I am not sure what happened, but the amount of incoming logs dramatically decreased. So I started investigating and noticed that the GUI was running really slow. I tried running commands via the console and that also was really slow. Eventually now when I checked the cluster status, it is in red and reporting 1 node only. Checking each node, they are now reporting that they are the master with only 1 node showing. Not really show what happened, but really need to get this cluster back up and running, but wanted to make sure we bring this back without causing any split brain issues. Please help, thanks.
Node 1
# curl 'localhost:9200/_cat/master?v'
id host ip node
meXRK6XITBO6x_Mfgju6yw node1 10.242.102.107 4521585a-88af-47c9-81e5-c4d13cffb148
# curl -XGET 'http://localhost:9200/_cluster/health?pretty'
{
"cluster_name" : "80e9022e-f73f-429e-8927-f23d0d88dfd2",
"status" : "red",
"timed_out" : false,
"number_of_nodes" : 1,
"number_of_data_nodes" : 1,
"active_primary_shards" : 56,
"active_shards" : 56,
"relocating_shards" : 0,
"initializing_shards" : 1,
"unassigned_shards" : 115
}
Node 2
# curl 'localhost:9200/_cat/master?v'
id host ip node
4Ctq93IFT3WHVqK3Mo5VeQ node2 10.242.102.108 30ab2b2c-439f-4bcc-977d-7c0e9a90f3a5
# curl -XGET 'http://localhost:9200/_cluster/health?pretty'
{
"cluster_name" : "80e9022e-f73f-429e-8927-f23d0d88dfd2",
"status" : "red",
"timed_out" : false,
"number_of_nodes" : 1,
"number_of_data_nodes" : 1,
"active_primary_shards" : 59,
"active_shards" : 59,
"relocating_shards" : 0,
"initializing_shards" : 0,
"unassigned_shards" : 113
}
Node 3
# curl 'localhost:9200/_cat/master?v'
id host ip node
TPLs_kcbQca8OeYwAxlANg node3 10.242.102.109 e63648a3-d912-4f5d-a867-1b99282a5e7c
# curl -XGET 'http://localhost:9200/_cluster/health?pretty'
{
"cluster_name" : "80e9022e-f73f-429e-8927-f23d0d88dfd2",
"status" : "red",
"timed_out" : false,
"number_of_nodes" : 1,
"number_of_data_nodes" : 1,
"active_primary_shards" : 58,
"active_shards" : 58,
"relocating_shards" : 0,
"initializing_shards" : 0,
"unassigned_shards" : 114
}
Status red with all nodes thinking it is the master
-
CFT6Server
- Posts: 506
- Joined: Wed Apr 15, 2015 4:21 pm
-
CFT6Server
- Posts: 506
- Joined: Wed Apr 15, 2015 4:21 pm
Re: Status red with all nodes thinking it is the master
I have brought the nodes back online by gracefully rebooting them and disabling allocation until the nodes are back. The nodes are still balancing the shards, but looks like it should be good. I am still trying to find a root cause, but looks like it could be a memory issue. I am seeing OutofMemoryError in the logs here and there.
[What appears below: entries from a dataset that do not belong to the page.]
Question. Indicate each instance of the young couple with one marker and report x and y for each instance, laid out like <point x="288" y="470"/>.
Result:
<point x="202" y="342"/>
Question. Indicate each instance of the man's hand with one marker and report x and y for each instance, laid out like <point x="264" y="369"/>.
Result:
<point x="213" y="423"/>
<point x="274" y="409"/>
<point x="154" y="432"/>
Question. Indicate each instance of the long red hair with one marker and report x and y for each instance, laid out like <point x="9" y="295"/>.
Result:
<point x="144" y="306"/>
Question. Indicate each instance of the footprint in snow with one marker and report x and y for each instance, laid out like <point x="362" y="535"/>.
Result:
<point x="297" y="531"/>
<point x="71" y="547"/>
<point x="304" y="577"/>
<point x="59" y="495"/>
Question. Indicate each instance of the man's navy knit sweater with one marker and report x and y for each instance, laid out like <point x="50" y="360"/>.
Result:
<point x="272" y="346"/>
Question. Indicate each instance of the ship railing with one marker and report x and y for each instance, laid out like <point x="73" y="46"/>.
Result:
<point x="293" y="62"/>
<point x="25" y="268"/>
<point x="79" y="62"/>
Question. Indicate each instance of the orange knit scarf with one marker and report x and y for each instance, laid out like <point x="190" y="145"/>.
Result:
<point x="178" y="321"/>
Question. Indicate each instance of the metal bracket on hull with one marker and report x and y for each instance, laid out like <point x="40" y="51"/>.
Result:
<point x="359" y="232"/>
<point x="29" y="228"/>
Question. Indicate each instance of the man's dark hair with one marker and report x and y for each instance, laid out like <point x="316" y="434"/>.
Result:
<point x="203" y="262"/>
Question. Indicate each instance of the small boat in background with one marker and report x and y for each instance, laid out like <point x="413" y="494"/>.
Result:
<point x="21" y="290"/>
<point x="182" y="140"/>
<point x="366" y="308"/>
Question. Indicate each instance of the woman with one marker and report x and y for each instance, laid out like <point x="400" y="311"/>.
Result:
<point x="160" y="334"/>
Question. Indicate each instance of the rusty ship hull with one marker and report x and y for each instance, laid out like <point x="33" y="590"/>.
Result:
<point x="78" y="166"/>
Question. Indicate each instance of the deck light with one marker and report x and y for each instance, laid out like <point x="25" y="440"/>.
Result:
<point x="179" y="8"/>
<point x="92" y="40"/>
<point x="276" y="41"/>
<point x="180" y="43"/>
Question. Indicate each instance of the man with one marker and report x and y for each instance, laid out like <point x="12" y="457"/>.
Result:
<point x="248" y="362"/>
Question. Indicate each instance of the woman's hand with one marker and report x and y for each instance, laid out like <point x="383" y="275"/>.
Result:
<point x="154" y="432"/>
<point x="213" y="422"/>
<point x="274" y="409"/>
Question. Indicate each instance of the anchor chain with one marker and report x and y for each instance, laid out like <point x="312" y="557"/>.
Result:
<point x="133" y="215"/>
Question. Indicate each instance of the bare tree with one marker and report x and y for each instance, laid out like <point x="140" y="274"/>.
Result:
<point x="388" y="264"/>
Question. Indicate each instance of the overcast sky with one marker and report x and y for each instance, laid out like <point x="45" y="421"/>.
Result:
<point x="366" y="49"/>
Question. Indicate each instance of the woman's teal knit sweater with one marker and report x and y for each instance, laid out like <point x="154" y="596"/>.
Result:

I've been tailing the elasticsearch logs and saw this come up... perhaps we are running out of resources,
I've been tailing the elasticsearch logs and saw this come up... perhaps we are running out of resources,
Code: Select all
[2015-08-12 14:51:33,852][WARN ][index.translog ] [30ab2b2c-439f-4bcc-977d-7c0e9a90f3a5] [nagioslogserver][0] failed to flush shard on translog threshold
org.elasticsearch.index.engine.FlushFailedEngineException: [nagioslogserver][0] Flush failed
at org.elasticsearch.index.engine.internal.InternalEngine.flush(InternalEngine.java:868)
at org.elasticsearch.index.shard.service.InternalIndexShard.flush(InternalIndexShard.java:609)
at org.elasticsearch.index.translog.TranslogService$TranslogBasedFlush$1.run(TranslogService.java:201)
at java.util.concurrent.ThreadPoolExecutor.runWorker(ThreadPoolExecutor.java:1145)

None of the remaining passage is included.